IEEE Trans Image Process. 2014 Jun;23(6):2732-43. doi: 10.1109/TIP.2014.2317987.
The stimulus response of the classical receptive field (CRF) of neuron in primary visual cortex is affected by its periphery [i.e., non-CRF (nCRF)]. This modulation exerts inhibition, which depends primarily on the correlation of both visual stimulations. The theory of periphery and center interaction with visual characteristics can be applied in night vision information processing. In this paper, a weighted kernel principal component analysis (WKPCA) degree of homogeneity (DH) amended inhibition model inspired by visual perceptual mechanisms is proposed to extract salient contour from complex natural scene in low-light-level image. The core idea is that multifeature analysis can recognize the homogeneity in modulation coverage effectively. Computationally, a novel WKPCA algorithm is presented to eliminate outliers and anomalous distribution in CRF and accomplish principal component analysis precisely. On this basis, a new concept and computational procedure for DH is defined to evaluate the dissimilarity between periphery and center comprehensively. Through amending the inhibition from nCRF to CRF by DH, our model can reduce the interference of noises, suppress details, and textures in homogeneous regions accurately. It helps to further avoid mutual suppression among inhomogeneous regions and contour elements. This paper provides an improved computational visual model with high-performance for contour detection from cluttered natural scene in night vision image.

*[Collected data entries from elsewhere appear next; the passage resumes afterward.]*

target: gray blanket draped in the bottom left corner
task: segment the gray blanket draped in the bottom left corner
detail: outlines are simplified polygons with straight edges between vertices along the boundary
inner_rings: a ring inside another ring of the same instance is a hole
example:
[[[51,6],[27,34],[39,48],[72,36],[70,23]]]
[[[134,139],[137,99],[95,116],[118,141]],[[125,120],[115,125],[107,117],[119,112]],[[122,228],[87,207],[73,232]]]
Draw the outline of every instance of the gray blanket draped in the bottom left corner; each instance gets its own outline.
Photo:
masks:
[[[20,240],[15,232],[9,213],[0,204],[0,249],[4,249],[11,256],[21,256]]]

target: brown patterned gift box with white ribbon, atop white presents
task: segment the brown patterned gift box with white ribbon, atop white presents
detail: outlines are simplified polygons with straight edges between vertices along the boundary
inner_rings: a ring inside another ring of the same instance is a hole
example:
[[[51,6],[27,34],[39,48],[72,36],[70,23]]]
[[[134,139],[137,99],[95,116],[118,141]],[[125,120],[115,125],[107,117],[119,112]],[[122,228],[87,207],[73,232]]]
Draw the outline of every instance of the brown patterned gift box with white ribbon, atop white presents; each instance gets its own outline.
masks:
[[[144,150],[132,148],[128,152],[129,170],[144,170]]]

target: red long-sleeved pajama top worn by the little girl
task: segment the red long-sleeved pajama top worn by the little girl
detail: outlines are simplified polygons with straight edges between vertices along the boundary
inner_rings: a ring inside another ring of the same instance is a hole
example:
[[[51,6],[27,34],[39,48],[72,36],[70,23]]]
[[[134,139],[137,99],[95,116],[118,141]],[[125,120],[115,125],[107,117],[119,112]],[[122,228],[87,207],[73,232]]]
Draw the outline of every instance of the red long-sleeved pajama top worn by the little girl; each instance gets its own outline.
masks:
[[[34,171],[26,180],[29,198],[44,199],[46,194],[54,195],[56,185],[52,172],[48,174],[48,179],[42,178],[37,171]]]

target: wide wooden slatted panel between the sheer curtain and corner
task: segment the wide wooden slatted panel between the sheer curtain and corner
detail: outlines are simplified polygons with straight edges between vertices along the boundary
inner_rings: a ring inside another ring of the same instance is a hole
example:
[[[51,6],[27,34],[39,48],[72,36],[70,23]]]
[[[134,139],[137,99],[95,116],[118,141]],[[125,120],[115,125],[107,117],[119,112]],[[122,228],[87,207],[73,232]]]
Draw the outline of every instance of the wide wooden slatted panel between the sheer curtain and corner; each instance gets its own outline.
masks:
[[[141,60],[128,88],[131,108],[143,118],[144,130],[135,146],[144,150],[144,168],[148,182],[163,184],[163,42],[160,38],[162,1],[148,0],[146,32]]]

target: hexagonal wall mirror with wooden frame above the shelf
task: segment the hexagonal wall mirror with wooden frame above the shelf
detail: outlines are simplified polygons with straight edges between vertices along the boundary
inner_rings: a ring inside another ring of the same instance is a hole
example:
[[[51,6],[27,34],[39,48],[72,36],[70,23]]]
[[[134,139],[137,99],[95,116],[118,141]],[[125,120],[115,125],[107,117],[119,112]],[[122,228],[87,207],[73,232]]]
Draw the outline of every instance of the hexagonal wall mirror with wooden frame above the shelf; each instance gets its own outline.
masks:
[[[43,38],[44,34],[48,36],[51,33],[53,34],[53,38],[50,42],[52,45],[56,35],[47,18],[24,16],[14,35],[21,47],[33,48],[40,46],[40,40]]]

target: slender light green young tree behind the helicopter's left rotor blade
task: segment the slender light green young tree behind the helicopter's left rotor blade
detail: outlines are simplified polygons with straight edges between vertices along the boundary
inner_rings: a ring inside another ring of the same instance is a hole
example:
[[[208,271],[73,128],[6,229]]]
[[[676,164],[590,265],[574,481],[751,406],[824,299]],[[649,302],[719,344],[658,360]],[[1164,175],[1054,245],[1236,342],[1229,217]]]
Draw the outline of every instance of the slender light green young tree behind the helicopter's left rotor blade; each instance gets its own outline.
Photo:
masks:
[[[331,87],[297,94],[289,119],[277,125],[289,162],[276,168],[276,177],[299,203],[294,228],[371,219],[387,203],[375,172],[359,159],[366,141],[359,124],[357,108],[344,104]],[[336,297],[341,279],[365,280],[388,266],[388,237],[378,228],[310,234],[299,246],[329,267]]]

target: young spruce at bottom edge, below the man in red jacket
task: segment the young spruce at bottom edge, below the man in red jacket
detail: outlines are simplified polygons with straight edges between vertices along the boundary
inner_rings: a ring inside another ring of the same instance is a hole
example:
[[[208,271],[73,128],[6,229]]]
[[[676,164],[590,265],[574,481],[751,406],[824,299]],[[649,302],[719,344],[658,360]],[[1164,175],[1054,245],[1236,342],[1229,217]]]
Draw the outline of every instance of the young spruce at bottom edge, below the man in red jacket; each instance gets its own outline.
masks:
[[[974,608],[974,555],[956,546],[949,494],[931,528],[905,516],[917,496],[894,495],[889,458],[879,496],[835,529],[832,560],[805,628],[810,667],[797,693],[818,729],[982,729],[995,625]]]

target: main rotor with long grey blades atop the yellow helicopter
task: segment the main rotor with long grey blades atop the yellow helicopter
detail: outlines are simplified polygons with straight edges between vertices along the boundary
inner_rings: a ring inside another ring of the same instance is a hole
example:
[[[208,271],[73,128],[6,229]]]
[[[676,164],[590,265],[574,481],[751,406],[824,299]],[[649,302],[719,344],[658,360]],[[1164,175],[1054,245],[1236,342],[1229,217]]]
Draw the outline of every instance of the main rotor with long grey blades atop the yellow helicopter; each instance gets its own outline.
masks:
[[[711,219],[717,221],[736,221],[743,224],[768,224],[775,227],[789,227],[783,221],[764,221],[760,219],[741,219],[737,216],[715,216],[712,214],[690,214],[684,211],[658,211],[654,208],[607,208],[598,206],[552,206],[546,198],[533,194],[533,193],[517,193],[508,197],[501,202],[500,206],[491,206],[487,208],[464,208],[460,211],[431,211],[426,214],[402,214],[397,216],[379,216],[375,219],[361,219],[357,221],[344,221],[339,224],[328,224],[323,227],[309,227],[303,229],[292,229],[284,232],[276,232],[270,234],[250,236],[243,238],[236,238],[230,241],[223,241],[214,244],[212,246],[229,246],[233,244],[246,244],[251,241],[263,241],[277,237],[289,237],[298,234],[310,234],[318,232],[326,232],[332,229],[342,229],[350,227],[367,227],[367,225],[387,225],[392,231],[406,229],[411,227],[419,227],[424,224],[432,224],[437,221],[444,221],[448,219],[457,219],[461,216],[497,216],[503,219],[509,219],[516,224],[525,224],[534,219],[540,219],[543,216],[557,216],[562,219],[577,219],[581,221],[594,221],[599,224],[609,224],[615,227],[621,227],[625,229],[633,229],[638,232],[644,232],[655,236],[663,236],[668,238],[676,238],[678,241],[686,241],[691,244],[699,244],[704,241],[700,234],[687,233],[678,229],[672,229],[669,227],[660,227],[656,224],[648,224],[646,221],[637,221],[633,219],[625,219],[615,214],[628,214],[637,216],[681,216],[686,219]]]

初级视皮层神经元的经典感受野(CRF)的刺激反应受到其周围区域(即非 CRF(nCRF))的影响。这种调制会产生抑制作用,主要取决于两种视觉刺激的相关性。具有视觉特征的外围和中心相互作用的理论可应用于夜视信息处理。在本文中,我们受视觉感知机制的启发,提出了一种基于加权核主成分分析(WKPCA)的同质性(DH)修正抑制模型,以从低光照级图像的复杂自然场景中提取显著轮廓。其核心思想是多特征分析可以有效地识别调制覆盖中的同质性。在计算上,我们提出了一种新颖的 WKPCA 算法来消除 CRF 中的异常值和异常分布,并精确地完成主成分分析。在此基础上,我们定义了一个新的概念和计算过程 DH,以全面评估外围和中心之间的差异。通过用 DH 修正 nCRF 到 CRF 的抑制作用,我们的模型可以准确地减少同质区域中的噪声、细节和纹理的干扰。它有助于进一步避免非同质区域和轮廓元素之间的相互抑制。本文为从低光照级图像的杂乱自然场景中进行轮廓检测提供了一种具有高性能的改进计算视觉模型。